Ferguson: It's all down to Monday
While Manchester City coach Roberto Mancini has been attempting to play down the chances of his side ending the season as Premier League champions, Ferguson is happy to talk up the pressure. After all, he is the one who boasts all the championship-winning experience in his squad, who have so many big games under their belts.
However, that engagement with the task should not be mistaken for relishing the intensity of a situation United created for themselves when they threw away that two-goal advantage against Everton on Sunday, and in the process allowed City to creep within striking distance.
It was the kind of self-inflicted wound United have endured so often during Ferguson's long reign. And it never gets any easier to take. "I am a confirmed masochist," said Ferguson. "I joined about 26 years ago. When the fixtures came out at the beginning of the season, it all pointed to this game. It was inevitable I suppose. In the context of our history, we almost expected it.
"Our supporters have been subjected to that drama for years and years. God knows what they are like just now."
It is true that United tend to make life hard for themselves. That epic 1999 UEFA Champions League final victory is the most obvious example, but there are plenty of other instances down the years where the Red Devils have staggered over the line after initially appearing to saunter towards it.

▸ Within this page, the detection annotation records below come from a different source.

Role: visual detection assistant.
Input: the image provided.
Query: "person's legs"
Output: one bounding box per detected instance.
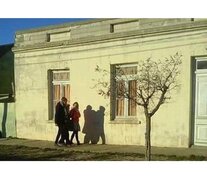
[59,125,65,144]
[70,131,75,144]
[75,131,80,145]
[55,126,60,144]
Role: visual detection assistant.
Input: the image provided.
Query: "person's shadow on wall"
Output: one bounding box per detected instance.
[82,105,106,144]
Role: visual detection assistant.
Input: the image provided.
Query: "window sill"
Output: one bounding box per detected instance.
[109,118,141,124]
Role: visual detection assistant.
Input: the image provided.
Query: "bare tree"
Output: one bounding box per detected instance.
[94,53,182,160]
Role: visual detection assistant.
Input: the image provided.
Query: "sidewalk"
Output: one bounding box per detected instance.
[0,138,207,157]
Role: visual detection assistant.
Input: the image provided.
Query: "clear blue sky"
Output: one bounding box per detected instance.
[0,18,88,45]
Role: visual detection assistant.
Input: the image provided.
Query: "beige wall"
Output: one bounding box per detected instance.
[15,18,207,147]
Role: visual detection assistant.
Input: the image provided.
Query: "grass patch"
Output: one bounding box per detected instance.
[0,145,207,161]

There is one clear advantage this time around, which could be vital - they do not actually have to win. "We know the exact situation we are in here," said Ferguson. "We are in a better position than Manchester City. We can get two results, they can only get one. They have to win. We can draw or we can win, although you know my attitude and the club's attitude. We will be trying to win."
Manchester rivalry heats up
What is now being billed as the most important Manchester derby of all is the latest in a succession of fixtures between the red and blue halves of a divided city which seem to have increased in intensity on every occasion.

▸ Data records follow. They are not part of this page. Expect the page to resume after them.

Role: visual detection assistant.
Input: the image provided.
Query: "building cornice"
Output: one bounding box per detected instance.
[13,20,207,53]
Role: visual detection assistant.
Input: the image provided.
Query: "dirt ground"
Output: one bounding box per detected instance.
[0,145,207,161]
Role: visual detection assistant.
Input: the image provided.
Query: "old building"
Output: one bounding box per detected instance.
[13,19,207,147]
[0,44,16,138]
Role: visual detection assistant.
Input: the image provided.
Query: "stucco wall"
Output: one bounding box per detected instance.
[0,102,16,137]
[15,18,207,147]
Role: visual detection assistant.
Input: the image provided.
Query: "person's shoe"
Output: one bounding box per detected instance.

Starting with that memorable Michael Owen injury-time winner, there have been two semi-finals which yielded one victory apiece, Wayne Rooney's magnificent winner at Old Trafford last season, United just holding off a rampant 10-man City to claim an FA Cup third round triumph at the Etihad Stadium earlier this season, and the Blues' magnificent 6-1 win last October.
"We have to get used to playing Manchester City in important games," said Ferguson. "They are not going away. The support they have means we are going to be playing them in a lot of big games - finals maybe. We already have done in semi-finals and an important cup tie this season.

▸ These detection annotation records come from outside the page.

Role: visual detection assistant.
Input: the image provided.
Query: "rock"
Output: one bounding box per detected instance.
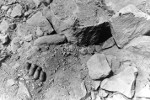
[135,84,150,99]
[98,89,109,98]
[0,34,9,44]
[92,80,101,90]
[102,37,115,49]
[101,62,138,98]
[1,5,9,11]
[87,54,111,79]
[0,19,9,34]
[10,37,21,53]
[34,34,66,46]
[26,11,53,34]
[124,36,150,56]
[36,27,44,37]
[33,0,41,7]
[44,0,109,45]
[119,4,150,20]
[24,34,33,42]
[111,14,150,48]
[105,0,146,13]
[79,47,88,55]
[106,94,129,100]
[10,4,22,18]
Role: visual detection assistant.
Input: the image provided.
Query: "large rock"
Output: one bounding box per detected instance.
[26,11,53,34]
[87,54,111,79]
[111,14,150,48]
[106,94,128,100]
[0,19,9,34]
[44,0,109,45]
[101,62,138,98]
[10,4,22,17]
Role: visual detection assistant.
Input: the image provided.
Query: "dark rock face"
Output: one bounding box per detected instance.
[44,0,111,45]
[111,14,150,48]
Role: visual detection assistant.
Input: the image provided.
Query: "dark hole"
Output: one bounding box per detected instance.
[75,22,112,46]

"If we are going to be contesting for league titles regularly, and I think we will be doing, it will become just as important as the Liverpool game. Maybe not in terms of emotion, but there is certainly an importance which, at this moment in time, supersedes the Liverpool games. "They are our direct opponents now. Manchester City are up against us to win titles. That is what our focus is on, the team who can stop us winning."
Yet, for all that, Ferguson accepts what has gone before is of no consequence. As he takes his team away for a short break to fill a "long weekend", all fit and ready for action with the exception of Nemanja Vidic, Darren Fletcher and Anderson, the United manager is acutely aware the only thing that matters is how his side perform for 90 minutes on Monday night. "I don't know if I thrive on it, but I am up for it," he said.
"I am prepared for it and my players will be prepared for it. The previous games are irrelevant. We have played three times this year, the Community Shield, the FA Cup and the league game at Old Trafford. It doesn't matter now. The past is the past. It is all down to Monday."